In principle, a single application of a retroviral vector may be sufficient to correct a genetic deficiency, make cells resistant to an infection or help the immune system to fight off cancer. Yet, uncontrolled integration of retroviral vectors poses an inherent risk of insertional mutagenesis and, consequently, serious side effects.
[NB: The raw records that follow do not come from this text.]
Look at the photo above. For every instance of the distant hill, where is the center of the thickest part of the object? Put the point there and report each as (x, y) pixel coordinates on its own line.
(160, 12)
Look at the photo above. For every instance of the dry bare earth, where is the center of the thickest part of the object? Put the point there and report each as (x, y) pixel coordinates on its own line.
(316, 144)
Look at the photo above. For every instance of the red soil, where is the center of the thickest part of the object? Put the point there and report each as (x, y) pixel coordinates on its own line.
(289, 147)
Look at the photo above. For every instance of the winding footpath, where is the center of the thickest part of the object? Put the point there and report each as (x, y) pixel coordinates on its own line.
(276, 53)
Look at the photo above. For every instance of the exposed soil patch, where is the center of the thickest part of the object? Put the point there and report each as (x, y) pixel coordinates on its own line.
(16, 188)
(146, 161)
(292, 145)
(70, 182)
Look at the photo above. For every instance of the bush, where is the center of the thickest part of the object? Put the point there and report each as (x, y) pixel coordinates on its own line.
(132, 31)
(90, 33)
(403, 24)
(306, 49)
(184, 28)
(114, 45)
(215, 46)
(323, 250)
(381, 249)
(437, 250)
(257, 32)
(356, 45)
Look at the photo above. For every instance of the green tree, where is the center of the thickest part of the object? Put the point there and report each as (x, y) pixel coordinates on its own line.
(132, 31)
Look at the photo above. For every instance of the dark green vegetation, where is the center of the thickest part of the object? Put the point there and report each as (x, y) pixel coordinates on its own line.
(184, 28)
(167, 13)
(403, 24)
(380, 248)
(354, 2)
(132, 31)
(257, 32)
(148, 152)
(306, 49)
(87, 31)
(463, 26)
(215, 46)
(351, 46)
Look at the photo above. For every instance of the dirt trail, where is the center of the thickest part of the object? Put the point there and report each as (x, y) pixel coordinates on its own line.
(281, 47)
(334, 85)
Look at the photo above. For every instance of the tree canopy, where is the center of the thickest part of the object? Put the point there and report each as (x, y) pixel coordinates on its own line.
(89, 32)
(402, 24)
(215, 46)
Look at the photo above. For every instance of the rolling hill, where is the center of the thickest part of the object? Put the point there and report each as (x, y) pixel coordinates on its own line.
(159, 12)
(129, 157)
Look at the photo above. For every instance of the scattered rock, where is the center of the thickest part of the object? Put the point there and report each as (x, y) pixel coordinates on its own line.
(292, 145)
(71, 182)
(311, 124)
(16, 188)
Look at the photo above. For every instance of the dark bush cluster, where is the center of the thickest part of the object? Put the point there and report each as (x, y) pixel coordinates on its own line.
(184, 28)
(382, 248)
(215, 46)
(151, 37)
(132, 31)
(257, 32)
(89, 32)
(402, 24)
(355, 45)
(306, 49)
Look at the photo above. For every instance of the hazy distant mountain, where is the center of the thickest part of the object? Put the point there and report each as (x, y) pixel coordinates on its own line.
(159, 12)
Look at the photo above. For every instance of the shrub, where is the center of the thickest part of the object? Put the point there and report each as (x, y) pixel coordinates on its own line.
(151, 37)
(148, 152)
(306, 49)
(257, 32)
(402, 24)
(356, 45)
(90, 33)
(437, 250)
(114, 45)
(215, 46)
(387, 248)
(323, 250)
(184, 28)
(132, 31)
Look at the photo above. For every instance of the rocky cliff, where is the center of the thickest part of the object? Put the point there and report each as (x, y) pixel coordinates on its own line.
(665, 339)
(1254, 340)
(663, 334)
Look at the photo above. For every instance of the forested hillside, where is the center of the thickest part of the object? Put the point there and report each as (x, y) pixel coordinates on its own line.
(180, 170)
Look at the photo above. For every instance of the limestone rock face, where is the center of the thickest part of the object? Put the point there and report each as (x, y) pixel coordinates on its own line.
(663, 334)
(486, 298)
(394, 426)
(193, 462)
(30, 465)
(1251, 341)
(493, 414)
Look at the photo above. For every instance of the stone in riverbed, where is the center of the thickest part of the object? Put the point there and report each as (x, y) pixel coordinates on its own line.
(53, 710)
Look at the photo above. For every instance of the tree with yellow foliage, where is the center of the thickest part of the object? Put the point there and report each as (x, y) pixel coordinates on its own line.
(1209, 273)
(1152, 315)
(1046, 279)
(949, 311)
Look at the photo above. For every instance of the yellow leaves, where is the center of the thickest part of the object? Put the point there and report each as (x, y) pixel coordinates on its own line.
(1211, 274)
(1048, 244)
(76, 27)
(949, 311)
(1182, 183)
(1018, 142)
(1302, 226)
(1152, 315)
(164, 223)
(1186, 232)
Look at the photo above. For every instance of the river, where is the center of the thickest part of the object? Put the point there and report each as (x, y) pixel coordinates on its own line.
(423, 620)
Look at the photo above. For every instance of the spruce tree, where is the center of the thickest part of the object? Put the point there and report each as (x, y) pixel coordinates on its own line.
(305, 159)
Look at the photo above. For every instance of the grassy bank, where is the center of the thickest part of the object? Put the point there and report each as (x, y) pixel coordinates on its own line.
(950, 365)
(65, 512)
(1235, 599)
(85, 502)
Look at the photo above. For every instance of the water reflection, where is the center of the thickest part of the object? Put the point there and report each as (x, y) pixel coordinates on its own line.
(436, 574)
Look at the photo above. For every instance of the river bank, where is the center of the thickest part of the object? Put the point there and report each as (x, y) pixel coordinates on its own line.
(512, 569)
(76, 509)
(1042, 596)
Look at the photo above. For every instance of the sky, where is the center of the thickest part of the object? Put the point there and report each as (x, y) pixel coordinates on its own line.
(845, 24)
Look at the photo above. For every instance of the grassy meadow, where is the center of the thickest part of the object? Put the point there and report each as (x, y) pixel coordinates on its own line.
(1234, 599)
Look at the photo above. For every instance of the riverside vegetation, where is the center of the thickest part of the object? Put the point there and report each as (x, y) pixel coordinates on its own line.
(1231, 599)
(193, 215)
Over the years we determined a collection of crystal structures, which illustrated the mechanism of the retroviral integration process and revealed the mode of action of clinical HIV-1 IN inhibitors, such as Raltegravir. We also determined crystal structures of Transportin 3 (Tnpo3), the B-karyopherin involved in the early steps of HIV-1 replication in addition to its role in nuclear import of cellular Ser/Arg-rich splicing factors.

The brunt of our current efforts is currently directed towards understanding the rules of engagement between the retroviral integration machinery and the cellular environment. We hope that our research will yield the keys to developing safer retroviral vectors as well as novel concepts for anti-HIV/AIDS therapies. The two major projects aim to elucidate the structural and functional features of the interface between integrase and chromatin and the identification and the roles of host cell factors during integration.

Crystal structure of the intasome after engaging target (genomic) DNA in the strand transfer complex

Figure 1. (A) Crystal structure of the intasome after engaging target (genomic) DNA in the strand transfer complex. (B) IN active site before (top) and after binding Raltegravir (RAL). Active site residues comprising the active site DDE motif of IN are indicated. (C) Crystal structure of TNPO3 in complex with its cellular cargo ASF/SF2. This panel is adapted from Maertens et al., Proc Natl Acad Sci USA, 2014, 111:2728–33.